The doctor walked in to the exam room.

“I have looked at the x-rays, and I saw no broken bones. The bullet went right through the tissue and muscle. He can leave any time, after I stitch the wound.”

Dr. William Concourse, MD has been a doctor of internal medicine and family practice for twenty years. He has greying hair and faded blue eyes. He stitched Roger’s wound and bandaged it.

“There, all done. Officers, he can go at any time.” Tony got on his hand held radio and asked for a unit to transport a prisoner to the station.

It took thirty minutes for a squad to be free to take Roger Simmons to the station. Tony told the officer driving the squad that he was to be taken to interrogation room B. Tony and Dave then went to their squad, after thanking Officer Adams for his support.

They got to the station, and Roger Simmons was sitting there, handcuffed to a ring on the table. Tony had a sheet of paper in his hand.

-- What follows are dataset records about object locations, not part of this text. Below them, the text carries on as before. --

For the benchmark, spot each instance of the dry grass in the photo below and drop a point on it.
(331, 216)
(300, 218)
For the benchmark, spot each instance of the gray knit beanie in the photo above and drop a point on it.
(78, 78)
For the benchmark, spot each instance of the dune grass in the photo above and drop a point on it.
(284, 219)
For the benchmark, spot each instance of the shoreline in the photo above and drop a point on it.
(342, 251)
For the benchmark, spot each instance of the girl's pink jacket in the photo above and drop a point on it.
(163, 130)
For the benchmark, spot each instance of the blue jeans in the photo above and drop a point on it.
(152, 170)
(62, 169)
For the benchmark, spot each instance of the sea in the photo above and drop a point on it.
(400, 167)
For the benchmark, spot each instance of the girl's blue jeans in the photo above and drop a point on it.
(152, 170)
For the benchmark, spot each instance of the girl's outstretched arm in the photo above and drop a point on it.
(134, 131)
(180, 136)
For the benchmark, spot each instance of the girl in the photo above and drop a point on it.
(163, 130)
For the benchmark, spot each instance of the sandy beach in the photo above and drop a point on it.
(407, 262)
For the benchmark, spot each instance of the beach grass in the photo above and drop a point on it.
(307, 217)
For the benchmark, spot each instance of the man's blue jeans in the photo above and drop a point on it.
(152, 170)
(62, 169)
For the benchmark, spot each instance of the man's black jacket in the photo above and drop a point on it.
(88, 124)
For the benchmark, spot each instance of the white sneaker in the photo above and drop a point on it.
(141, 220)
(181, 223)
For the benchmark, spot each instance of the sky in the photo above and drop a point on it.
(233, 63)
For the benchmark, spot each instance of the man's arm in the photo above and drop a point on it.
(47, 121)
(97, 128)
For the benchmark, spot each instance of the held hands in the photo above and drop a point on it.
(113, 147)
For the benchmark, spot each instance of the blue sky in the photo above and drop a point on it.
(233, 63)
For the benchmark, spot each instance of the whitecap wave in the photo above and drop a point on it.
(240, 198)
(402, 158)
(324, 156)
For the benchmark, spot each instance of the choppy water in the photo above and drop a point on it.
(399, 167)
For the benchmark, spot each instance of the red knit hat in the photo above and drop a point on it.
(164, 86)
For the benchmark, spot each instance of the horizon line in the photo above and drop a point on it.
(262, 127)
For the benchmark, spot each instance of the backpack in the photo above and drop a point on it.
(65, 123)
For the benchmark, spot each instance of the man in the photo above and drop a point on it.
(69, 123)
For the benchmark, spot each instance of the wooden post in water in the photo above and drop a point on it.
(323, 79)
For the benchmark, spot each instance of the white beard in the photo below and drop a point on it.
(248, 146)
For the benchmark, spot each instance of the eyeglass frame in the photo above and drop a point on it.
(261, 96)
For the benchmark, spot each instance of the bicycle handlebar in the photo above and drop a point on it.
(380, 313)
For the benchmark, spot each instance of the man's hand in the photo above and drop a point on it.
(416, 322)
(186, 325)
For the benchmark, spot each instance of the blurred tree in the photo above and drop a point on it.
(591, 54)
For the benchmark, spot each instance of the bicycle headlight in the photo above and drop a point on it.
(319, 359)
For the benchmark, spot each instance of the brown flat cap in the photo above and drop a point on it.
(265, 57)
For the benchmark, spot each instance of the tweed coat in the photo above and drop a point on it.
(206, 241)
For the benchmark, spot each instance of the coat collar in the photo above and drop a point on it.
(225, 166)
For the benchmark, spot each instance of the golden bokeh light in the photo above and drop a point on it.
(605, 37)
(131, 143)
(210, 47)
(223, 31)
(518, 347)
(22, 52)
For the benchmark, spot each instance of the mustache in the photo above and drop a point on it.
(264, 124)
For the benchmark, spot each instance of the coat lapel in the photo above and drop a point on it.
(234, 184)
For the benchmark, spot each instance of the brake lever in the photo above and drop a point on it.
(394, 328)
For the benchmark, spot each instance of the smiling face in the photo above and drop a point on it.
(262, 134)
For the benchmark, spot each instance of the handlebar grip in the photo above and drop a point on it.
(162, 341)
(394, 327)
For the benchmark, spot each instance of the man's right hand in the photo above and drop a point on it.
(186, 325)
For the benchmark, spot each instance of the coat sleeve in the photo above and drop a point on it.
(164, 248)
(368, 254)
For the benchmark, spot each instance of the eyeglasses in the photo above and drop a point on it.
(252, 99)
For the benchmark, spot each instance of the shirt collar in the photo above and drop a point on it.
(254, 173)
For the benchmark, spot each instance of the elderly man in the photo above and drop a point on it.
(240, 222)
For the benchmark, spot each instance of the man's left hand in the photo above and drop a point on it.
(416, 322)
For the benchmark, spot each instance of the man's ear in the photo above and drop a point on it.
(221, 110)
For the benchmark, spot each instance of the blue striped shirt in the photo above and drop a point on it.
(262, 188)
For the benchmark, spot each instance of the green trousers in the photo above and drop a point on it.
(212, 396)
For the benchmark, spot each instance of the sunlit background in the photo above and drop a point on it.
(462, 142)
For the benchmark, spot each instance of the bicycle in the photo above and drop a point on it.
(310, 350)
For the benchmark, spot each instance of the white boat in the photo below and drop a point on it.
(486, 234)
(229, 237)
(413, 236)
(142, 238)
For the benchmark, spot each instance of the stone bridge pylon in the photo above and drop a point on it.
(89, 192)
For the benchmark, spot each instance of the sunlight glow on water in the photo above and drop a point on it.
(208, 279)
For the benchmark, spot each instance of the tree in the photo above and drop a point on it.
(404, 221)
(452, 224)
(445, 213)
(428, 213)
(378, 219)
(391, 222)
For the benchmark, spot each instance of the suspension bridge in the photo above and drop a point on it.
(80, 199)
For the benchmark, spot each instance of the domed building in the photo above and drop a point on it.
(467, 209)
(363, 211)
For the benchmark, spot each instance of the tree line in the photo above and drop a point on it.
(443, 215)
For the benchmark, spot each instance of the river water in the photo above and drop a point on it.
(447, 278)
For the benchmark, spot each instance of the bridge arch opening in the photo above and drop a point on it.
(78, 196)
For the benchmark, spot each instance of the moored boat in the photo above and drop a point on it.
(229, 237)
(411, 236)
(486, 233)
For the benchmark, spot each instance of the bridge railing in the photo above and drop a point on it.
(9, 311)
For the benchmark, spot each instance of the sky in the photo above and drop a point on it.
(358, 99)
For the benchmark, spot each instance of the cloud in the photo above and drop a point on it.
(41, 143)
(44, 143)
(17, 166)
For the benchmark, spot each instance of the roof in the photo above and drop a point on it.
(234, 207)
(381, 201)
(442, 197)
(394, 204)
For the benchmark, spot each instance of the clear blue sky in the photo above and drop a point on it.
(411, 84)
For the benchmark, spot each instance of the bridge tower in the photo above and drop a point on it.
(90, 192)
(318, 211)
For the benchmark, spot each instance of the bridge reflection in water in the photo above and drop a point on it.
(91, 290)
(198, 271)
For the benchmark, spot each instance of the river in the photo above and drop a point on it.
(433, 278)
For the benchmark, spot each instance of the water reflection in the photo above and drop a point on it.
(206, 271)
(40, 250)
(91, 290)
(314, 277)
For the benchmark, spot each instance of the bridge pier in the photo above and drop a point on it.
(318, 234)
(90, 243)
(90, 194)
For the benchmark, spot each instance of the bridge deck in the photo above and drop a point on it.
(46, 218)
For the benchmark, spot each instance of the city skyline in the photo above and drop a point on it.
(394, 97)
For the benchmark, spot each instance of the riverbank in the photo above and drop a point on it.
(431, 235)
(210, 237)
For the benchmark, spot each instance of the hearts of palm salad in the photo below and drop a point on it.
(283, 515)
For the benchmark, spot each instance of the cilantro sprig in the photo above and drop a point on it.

“Roger, this is a waiver of attorney, for you to talk to us. Any statement you made before this, is still usable in court, because we advised you of your Miranda rights. All this says, is that you give up your right to have an attorney present while we question you.”

“I’m not signing anything. How do I know that is not a confession?”

“Alright, Mr. Simmons, let’s go and see the judge.” Tony undid the handcuffs, and fastened them behind Roger Simmons back.

Tony and Dave took Mr. Simmons to circuit court 5, department C. This was the court that appointed counsel for criminal defendants, as well as heard preliminary hearings. When they entered the courtroom, Tony went up to the court clerk and gave her a another slip of paper. The honorable judge Howard C. Harding was presiding over this court.

After listening to five other cases, Roger Simmons was finally called before the bench.

“Sir, before we go any further, I have to ask you; do you have an attorney?”

“No, sir.”

“Can you afford an attorney?”

“No, sir.”

“Then this court appoints Martin Williamson to represent the defendant. Sir, before I can take your plea, your attorney must be with you. Once your attorney accepts the appointment, you must speak to the court through your counsel.”

“Excuse me, judge, but, I have the right to speak to the court at any time, regardless if my attorney does so, or not.”

“Sir, you are headed for a nice contempt of court charge. I am telling you, mister, to speak to this court only through counsel. Do you understand what I just said?”

Roger Simmons just shrugged his shoulders.

“Who is the arresting officer?”

“I am, your honor. Anthony Springer, Comity police department.”

“Very well. We will set this for preliminary hearing on February 17 at 9:00 AM. Is that agreeable to all parties?” Everybody said it was.

Roger Simmons was turned over to the Abbott County sheriff to be taken to the county jail.